France’s Hollande: Trump win ‘opens period of uncertainty’

French President Francois Hollande is pictured prior to make a statement at the Elysee Palace in Paris, on November 9, 2016, following the results of US presidential election.

French President Francois Hollande is pictured prior to make a statement at the Elysee Palace in Paris, on November 9, 2016, following the results of US presidential election.


French President Francois Hollande, who once said Donald Trump made him want to retch, warned Wednesday that the Republican billionaire’s stunning victory in the US election “opens a period of uncertainty.” In an initial televised reaction, Hollande offered only brief congratulations to the Republican billionaire, in which he stressed Washington’s key role in world affairs.

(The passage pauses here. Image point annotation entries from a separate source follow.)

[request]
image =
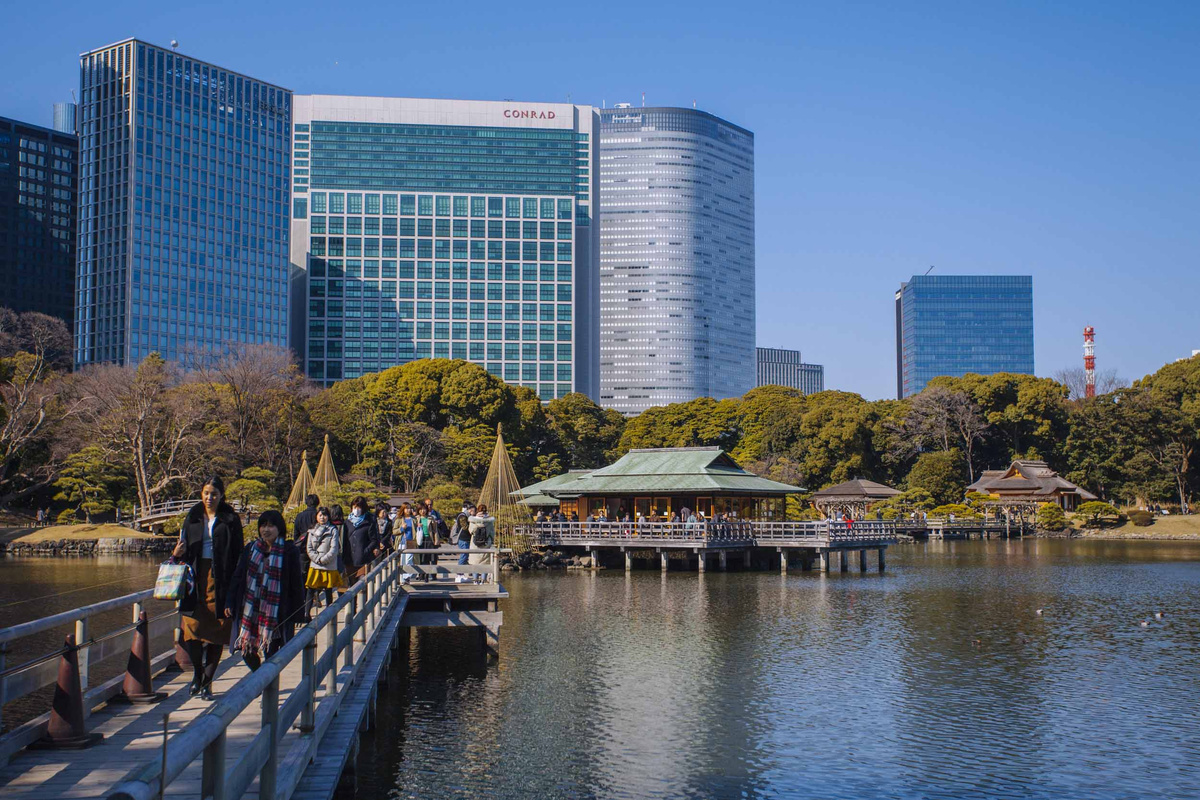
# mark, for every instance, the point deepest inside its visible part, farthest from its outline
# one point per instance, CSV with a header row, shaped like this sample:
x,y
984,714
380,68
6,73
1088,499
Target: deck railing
x,y
702,534
204,738
91,647
490,570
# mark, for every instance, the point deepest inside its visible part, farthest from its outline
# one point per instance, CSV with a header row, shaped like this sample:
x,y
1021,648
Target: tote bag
x,y
172,582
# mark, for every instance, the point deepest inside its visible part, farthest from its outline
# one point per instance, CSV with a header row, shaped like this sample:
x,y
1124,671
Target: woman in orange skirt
x,y
210,541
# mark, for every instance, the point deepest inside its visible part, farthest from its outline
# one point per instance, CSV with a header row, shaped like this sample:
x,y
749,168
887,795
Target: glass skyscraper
x,y
448,229
677,258
184,200
959,324
37,218
779,367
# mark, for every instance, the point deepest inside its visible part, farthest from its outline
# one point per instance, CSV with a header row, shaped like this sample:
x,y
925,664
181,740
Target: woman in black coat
x,y
210,541
268,583
364,539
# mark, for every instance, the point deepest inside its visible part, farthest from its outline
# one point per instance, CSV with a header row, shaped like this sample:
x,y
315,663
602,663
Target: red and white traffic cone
x,y
66,729
138,686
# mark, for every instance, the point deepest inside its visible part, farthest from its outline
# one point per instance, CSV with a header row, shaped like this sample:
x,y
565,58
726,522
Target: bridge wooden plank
x,y
321,777
133,735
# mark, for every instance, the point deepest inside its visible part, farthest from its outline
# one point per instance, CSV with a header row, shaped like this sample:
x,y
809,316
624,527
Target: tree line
x,y
111,437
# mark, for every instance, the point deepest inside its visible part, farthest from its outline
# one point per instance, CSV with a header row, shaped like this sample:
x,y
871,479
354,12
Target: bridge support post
x,y
309,672
491,638
331,648
83,650
269,776
213,768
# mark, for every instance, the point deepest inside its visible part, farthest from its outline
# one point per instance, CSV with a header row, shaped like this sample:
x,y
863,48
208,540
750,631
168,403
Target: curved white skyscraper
x,y
677,286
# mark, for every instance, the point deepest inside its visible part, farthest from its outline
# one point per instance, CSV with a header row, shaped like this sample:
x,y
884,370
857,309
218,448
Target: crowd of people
x,y
251,596
684,516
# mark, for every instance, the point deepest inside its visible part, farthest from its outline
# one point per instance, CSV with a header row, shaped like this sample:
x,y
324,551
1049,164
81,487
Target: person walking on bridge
x,y
324,560
265,599
210,542
483,535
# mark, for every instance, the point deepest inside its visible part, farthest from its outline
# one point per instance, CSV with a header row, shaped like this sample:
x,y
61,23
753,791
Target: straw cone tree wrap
x,y
498,495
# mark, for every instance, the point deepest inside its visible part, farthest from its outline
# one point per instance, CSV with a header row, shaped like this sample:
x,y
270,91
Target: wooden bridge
x,y
813,542
316,695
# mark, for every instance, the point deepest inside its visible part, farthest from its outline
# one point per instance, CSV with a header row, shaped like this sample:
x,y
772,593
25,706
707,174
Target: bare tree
x,y
940,419
1075,380
149,421
34,401
249,385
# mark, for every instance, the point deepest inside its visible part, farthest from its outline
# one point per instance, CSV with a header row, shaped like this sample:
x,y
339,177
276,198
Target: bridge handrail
x,y
204,737
41,671
747,531
160,509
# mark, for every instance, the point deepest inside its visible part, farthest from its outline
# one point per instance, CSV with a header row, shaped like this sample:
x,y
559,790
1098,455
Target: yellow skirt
x,y
324,578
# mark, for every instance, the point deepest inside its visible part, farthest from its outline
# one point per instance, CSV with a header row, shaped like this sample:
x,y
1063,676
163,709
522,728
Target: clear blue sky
x,y
1057,139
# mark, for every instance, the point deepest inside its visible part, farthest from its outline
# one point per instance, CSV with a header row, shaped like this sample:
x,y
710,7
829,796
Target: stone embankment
x,y
109,546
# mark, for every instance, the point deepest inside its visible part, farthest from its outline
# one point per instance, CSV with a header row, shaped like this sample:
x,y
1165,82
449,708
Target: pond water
x,y
937,679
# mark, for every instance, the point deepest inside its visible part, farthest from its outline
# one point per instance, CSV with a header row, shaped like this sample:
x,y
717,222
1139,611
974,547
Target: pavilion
x,y
657,483
1030,482
851,498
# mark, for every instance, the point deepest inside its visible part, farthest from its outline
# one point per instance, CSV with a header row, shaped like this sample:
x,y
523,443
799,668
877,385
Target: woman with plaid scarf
x,y
267,594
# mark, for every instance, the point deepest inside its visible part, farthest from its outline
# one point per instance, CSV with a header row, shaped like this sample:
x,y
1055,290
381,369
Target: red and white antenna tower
x,y
1089,361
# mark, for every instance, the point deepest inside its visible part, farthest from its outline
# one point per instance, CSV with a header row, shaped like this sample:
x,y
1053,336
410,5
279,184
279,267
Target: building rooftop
x,y
663,470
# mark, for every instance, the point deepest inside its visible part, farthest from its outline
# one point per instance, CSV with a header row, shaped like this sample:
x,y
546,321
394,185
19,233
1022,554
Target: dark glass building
x,y
37,218
959,324
779,367
184,200
447,229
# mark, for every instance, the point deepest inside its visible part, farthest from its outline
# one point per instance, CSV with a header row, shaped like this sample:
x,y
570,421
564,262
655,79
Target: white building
x,y
677,258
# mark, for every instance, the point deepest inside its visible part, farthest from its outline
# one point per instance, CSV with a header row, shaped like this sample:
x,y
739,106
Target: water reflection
x,y
936,679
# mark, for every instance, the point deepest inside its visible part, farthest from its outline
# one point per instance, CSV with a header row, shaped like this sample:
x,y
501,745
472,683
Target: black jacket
x,y
227,547
304,523
385,531
364,539
291,595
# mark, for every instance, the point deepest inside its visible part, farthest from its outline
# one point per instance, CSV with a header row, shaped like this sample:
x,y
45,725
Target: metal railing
x,y
749,533
372,599
160,510
490,571
17,681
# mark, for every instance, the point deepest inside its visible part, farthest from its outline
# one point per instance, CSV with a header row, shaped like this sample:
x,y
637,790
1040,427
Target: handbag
x,y
174,579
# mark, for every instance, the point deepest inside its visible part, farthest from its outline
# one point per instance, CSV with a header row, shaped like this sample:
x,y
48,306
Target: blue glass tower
x,y
37,218
447,229
184,199
959,324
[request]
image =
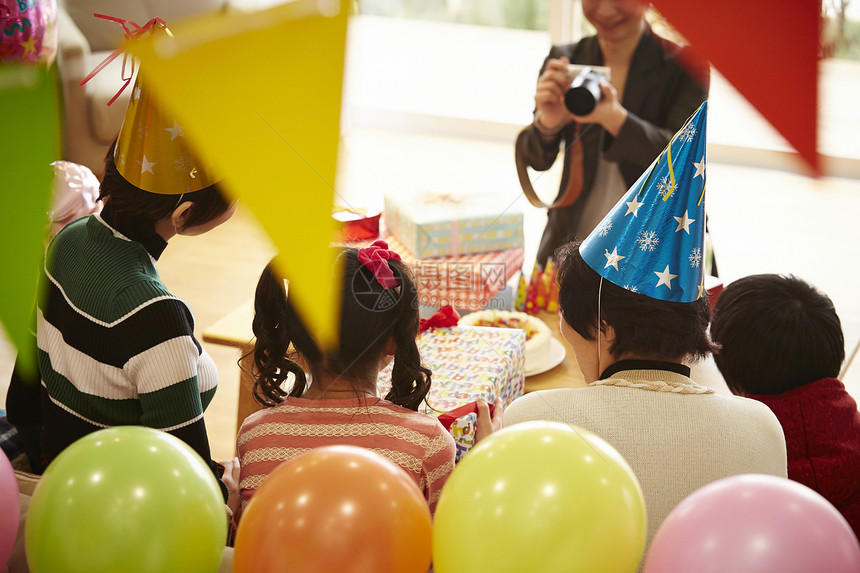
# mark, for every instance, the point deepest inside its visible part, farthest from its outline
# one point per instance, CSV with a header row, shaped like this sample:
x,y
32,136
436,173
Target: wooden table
x,y
234,330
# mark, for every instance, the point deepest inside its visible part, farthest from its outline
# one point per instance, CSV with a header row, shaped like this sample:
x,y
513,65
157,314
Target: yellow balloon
x,y
540,496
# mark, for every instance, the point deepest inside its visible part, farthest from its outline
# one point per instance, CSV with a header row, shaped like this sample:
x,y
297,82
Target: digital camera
x,y
584,92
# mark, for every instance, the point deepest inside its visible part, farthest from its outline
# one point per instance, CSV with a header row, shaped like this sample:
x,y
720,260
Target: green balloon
x,y
540,496
126,499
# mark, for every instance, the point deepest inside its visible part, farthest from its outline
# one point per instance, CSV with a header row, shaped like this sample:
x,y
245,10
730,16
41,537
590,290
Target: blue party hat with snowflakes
x,y
652,241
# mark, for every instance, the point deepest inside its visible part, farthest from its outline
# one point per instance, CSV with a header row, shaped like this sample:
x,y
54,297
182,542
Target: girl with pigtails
x,y
317,398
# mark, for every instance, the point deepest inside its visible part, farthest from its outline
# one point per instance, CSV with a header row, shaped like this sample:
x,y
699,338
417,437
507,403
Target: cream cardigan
x,y
675,442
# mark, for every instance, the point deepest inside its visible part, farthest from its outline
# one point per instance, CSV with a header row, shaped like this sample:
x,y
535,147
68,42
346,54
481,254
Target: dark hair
x,y
643,325
370,315
776,333
131,203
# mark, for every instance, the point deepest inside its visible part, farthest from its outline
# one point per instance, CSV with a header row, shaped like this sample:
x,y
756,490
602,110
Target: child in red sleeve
x,y
318,398
782,344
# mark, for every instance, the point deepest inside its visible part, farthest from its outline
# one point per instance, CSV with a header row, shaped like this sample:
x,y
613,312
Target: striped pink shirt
x,y
414,441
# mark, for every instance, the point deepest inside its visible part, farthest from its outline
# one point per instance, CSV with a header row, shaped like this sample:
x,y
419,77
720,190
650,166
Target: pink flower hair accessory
x,y
376,257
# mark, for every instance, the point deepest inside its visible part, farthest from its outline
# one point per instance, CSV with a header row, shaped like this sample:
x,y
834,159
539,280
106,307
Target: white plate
x,y
557,354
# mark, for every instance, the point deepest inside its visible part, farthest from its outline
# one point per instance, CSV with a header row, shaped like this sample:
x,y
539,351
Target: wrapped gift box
x,y
467,363
466,282
436,225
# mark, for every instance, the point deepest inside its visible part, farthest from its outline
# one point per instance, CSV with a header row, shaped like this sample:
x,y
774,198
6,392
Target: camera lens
x,y
583,94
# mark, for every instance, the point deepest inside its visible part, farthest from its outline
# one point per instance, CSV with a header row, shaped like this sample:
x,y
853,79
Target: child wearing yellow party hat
x,y
633,308
116,347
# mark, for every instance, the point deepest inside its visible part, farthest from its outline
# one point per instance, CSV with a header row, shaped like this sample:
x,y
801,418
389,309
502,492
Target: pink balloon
x,y
754,524
28,31
10,507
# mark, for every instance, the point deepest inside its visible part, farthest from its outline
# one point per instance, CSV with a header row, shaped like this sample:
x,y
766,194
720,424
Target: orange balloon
x,y
335,508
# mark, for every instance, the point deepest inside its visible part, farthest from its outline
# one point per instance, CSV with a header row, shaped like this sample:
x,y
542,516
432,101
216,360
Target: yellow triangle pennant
x,y
259,97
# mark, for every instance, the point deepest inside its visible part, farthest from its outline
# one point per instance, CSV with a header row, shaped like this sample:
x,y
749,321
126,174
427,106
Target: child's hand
x,y
487,424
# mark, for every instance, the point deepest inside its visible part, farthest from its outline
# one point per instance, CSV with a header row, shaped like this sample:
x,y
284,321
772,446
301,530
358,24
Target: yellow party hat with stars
x,y
152,152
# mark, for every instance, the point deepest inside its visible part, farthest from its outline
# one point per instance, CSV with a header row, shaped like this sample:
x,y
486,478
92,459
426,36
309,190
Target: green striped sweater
x,y
115,347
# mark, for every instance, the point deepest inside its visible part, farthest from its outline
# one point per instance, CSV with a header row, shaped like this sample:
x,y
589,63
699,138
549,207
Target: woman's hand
x,y
608,112
230,477
552,115
488,424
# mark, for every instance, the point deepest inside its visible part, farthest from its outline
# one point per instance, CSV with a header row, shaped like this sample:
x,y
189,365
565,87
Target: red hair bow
x,y
376,257
445,316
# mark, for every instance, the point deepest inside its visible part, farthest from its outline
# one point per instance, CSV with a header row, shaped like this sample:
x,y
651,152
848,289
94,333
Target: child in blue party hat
x,y
634,309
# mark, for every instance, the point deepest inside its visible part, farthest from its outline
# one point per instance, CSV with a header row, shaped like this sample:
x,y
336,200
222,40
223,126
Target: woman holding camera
x,y
654,87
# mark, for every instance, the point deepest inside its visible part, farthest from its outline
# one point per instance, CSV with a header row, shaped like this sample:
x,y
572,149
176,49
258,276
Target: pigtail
x,y
410,381
271,327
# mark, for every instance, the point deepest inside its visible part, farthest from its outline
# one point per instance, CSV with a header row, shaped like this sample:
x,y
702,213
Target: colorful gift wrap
x,y
437,225
468,362
466,282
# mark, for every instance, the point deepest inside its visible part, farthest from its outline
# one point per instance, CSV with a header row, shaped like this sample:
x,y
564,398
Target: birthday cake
x,y
538,335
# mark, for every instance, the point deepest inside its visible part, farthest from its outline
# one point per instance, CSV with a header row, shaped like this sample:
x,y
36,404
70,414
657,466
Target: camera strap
x,y
574,179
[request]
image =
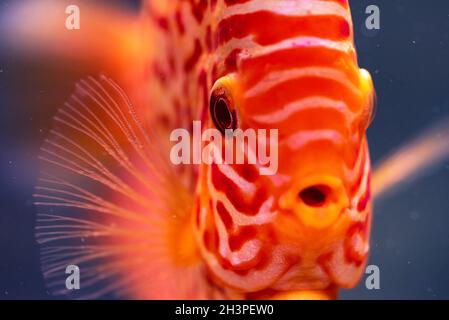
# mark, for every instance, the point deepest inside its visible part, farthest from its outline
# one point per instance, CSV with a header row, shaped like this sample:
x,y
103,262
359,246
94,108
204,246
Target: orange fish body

But the French leader later penned Trump a letter, saying he was keen to “immediately” start discussions on a number of key issues. “What is at stake is peace, the fight against terrorism, the situation in the Middle East, it’s economic ties and the preservation of the planet,” he wrote.

“On all these subjects, I would like to immediately start discussions with you in light of the values and interests which we share,” he said, hailing Trump’s conciliatory victory speech. “We must find answers which allow us to overcome fear but also to respect the principles which bind us: democracy, freedom, respect for every individual,” he wrote.

Hollande has been an outspoken critic of Trump, telling journalists earlier this year that the Republican’s excesses “make you want to retch”.

‘France is not the US’

“The French never vote like the Americans,” a politician told a rally for presidential favorite Alain Juppe on Wednesday as France wondered if it would be the next country to prove the opinion polls wrong.

Juppe, mayor of the southwest city of Bordeaux and a former prime minister, has topped the polls for months. Surveys predict he will win both a primary later in November to be the center-right’s candidate and the presidential election in six months.

But after pollsters failed to predict US voters would make Donald Trump their country’s 45th president, like their British colleagues who got the United Kingdom’s vote to leave the EU wrong, France has started bracing for a possible surprise next year.

“Juppe is ahead in polls and he will also win. The French are not like the Americans, we’re not crazy,” Juppe supporter Mbacoye Balde, 35, told Reuters at the Bordeaux rally.